Ce nom était prononcé avec un tel accent d’angoisse, que les domestiques accoururent.
— Mon fils ! où est mon fils ? demanda Villefort. Qu’on l’éloigne de la maison, qu’il ne voie pas…
— Monsieur Édouard n’est point en bas, monsieur, répondit le valet de chambre.
— Il joue sans doute au jardin ; voyez ! voyez !
— Non, monsieur.
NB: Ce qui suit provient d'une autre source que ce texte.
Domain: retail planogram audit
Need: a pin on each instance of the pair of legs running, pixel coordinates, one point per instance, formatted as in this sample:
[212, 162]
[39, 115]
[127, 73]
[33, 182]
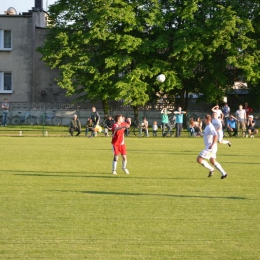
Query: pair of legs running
[115, 161]
[211, 155]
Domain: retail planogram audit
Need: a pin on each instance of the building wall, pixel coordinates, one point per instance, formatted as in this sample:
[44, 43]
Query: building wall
[32, 81]
[19, 60]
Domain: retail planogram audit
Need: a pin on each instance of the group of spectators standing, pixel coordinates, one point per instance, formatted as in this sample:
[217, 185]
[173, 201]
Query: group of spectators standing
[242, 119]
[92, 125]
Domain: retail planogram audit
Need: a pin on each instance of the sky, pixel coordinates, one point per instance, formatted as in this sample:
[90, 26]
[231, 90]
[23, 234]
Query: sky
[22, 5]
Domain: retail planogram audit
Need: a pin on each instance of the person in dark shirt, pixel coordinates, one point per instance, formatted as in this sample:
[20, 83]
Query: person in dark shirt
[75, 126]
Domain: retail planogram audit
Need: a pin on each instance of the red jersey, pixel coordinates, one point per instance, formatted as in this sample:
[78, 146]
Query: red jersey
[248, 111]
[118, 135]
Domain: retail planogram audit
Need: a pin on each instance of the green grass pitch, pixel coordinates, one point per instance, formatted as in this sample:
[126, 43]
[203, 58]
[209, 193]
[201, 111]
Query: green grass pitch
[59, 200]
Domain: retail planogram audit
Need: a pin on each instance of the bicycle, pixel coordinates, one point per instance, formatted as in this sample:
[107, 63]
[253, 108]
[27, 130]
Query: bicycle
[134, 127]
[52, 119]
[27, 118]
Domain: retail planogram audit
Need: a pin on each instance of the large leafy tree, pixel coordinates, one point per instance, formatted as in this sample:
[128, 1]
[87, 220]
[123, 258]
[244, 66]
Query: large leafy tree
[114, 49]
[104, 49]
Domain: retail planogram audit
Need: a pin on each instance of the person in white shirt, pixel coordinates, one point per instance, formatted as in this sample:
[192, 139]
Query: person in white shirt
[241, 119]
[218, 127]
[210, 151]
[216, 109]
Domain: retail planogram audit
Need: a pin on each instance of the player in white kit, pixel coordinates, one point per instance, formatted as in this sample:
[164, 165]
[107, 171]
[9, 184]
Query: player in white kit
[210, 151]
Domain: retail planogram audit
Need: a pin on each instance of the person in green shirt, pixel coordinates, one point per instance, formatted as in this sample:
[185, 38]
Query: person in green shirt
[165, 122]
[75, 126]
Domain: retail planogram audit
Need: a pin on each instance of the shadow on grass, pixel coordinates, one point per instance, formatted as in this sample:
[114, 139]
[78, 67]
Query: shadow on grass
[86, 175]
[149, 194]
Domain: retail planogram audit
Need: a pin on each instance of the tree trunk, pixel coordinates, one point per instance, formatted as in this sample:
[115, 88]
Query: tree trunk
[105, 108]
[135, 108]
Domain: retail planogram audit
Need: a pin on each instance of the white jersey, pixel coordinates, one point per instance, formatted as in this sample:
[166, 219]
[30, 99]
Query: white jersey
[218, 112]
[241, 115]
[209, 133]
[217, 123]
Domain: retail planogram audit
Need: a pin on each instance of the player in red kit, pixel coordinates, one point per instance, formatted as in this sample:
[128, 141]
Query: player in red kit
[118, 142]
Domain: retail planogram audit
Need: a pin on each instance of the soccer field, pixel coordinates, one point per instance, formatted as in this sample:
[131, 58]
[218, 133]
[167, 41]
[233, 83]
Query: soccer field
[59, 200]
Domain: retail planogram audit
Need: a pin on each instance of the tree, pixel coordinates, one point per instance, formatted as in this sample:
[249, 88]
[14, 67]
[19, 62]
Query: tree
[114, 49]
[103, 49]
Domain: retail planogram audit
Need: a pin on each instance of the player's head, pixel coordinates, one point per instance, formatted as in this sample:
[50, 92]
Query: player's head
[119, 118]
[214, 114]
[207, 119]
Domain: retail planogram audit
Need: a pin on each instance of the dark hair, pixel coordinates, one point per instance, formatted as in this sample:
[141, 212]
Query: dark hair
[117, 116]
[208, 117]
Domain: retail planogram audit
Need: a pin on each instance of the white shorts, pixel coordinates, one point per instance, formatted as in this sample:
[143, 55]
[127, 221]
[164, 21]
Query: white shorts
[220, 135]
[209, 153]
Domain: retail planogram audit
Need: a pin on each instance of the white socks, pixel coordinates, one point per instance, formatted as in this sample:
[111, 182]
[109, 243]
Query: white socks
[114, 165]
[124, 162]
[218, 167]
[225, 142]
[207, 165]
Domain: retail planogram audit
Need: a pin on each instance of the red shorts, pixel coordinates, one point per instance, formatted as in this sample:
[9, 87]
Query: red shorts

Madame a appelé son fils il y a une demi-heure à peu près ; M. Édouard est entré chez madame et n’est point descendu depuis.
Une sueur glacée inonda le front de Villefort, ses pieds trébuchèrent sur la dalle, ses idées commencèrent à tourner dans sa tête comme les rouages désordonnés d’une montre qui se brise.
— Chez madame ! murmura-t-il, chez madame ! Et il revint lentement sur ses pas, s’essuyant le front d’une main, s’appuyant de l’autre aux parois de la muraille.
En rentrant dans la chambre il fallait revoir le corps de la malheureuse femme.
Pour appeler Édouard, il fallait réveiller l’écho de cet appartement changé en cercueil : parler, c’était violer le silence de la tombe.
Villefort sentit sa langue paralysée dans sa gorge.
— Édouard, Édouard, balbutia-t-il.
L’enfant ne répondait pas : où donc était l’enfant qui, au dire des domestiques, était entré chez sa mère et n’en était pas sorti ?
Villefort fit un pas en avant.
Le cadavre de madame de Villefort était couché en travers de la porte du boudoir dans lequel se trouvait nécessairement Édouard ; ce cadavre semblait veiller sur le seuil avec des yeux fixes et ouverts, avec une épouvantable et mystérieuse ironie sur les lèvres.